The Sioux Falls pastor was in between calls, reflecting on conversations she’d had with young adults. In the past three years, the 46-year-old had co-led retreats at Camp Rimrock, hiking with small groups of young adults in the Big Horn Mountains.

“As I listened to their needs, it was so illuminating,” Swier said. Young adults, she was learning, were going online to create what they longed for — a community where they could share their faith journey with others.

“Community was happening for them through social media, primarily on Facebook. Yet they also longed for small, intimate, face-to-face gatherings,” she said. “I was wondering if I could collaborate with them to somehow tie these two desires together.”

Swier began a search online to see if anything like this existed. She found nothing at first but then stumbled across the Presbyterian Church (U.S.A.)’s 1001 New Worshiping Communities website

As she read about the church’s initiative, things began to click for her.

“I realized [that] through social media I was already providing pastoral care to these young adults,” she said. “We were already a church. Now I could give them permission to name it.”

Eventually the group came to be known as His Way.
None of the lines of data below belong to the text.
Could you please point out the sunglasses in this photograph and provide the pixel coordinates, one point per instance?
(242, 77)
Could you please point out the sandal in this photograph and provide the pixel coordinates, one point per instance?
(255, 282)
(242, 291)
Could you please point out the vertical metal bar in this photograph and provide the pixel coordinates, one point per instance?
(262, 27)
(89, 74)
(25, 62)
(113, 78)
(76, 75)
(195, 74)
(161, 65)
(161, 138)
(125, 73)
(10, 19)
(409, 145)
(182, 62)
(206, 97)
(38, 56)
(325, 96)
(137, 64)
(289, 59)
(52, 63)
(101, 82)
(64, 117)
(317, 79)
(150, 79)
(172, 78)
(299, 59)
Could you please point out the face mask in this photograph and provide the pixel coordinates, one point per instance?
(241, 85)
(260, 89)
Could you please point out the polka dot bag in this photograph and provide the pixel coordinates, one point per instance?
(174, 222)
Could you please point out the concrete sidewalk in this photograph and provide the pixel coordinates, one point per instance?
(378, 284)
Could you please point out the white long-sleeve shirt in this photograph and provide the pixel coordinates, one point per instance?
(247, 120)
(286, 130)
Swier began calling young adults that she knew around the state and telling them about the 1001 website. They began to talk about her coordinating a new worshiping community made up of online young adult faith communities throughout the state.

His Way community is only a few months old, but already two groups have been set up in Sioux Falls and Brookings, with interest for a third taking shape in Lead.

So far, some 75 participants — three-quarters of which are young adults between the ages of 18-30) — are engaged in conversation on Facebook. They are working to design a web interface that will best facilitate the sharing of ministry ideas, fellowship, prayer and discussions of faith and theology. They still desire to meet face-to-face, of course, and have decided to gather the final Sunday of each month for service and worship. His Way will also host an annual spiritual retreat.

“For the next two years, we plan on reaching out to 22 towns where Presbyterian churches exist,” Swier said. “We want to love and serve the community and then participate in worship with our congregations. We want them to know that our young adults are alive and well, that they have strong desires for relationships and want to be part of the church.”

Two congregations in the Presbytery of South Dakota have already partnered with His Way: Westminster Presbyterian Church in Sioux Falls and First Presbyterian Church in Parker. 

“The hardest part of being a young adult is trying to figure out faith,” said Hanna Larsen, a His Way participant at South Dakota State University in Brookings. “It’s difficult to go to church and say, ‘I’m not sure how I feel about this aspect of God.’ Someone might say, ‘Oh, you’re not a good Christian because you don’t believe that.’ Yet we long to connect not only to each other but to a larger, multigenerational faith community that has more experience than we do.”

A’Lece Boomsma, also a Brookings His Way member, added, “We don’t want the new to replace the old, but we’re not waiting to create Presbyterians later to carry the torch — we’re creating them now.”

Both Larsen and Boomsma have been deeply involved in the PC(USA) — Boomsma was a young adult advisory delegate for the 220th General Assembly (2012) in Pittsburgh, and Larsen worked for several summers as a counselor at Rimrock.

Many of the young adults involved in helping start His Way developed relationships with each other through Camp Rimrock. Others were deeply involved in the Presbyterian Youth Council in South Dakota. These existing connections help explain Swier’s symbiotic plans for developing the ministry.

“We’re going to our camp and conference center [Rimrock] this summer to share with our fifth and sixth graders what we are doing, to show them what they have to look forward to in ministry,” she said.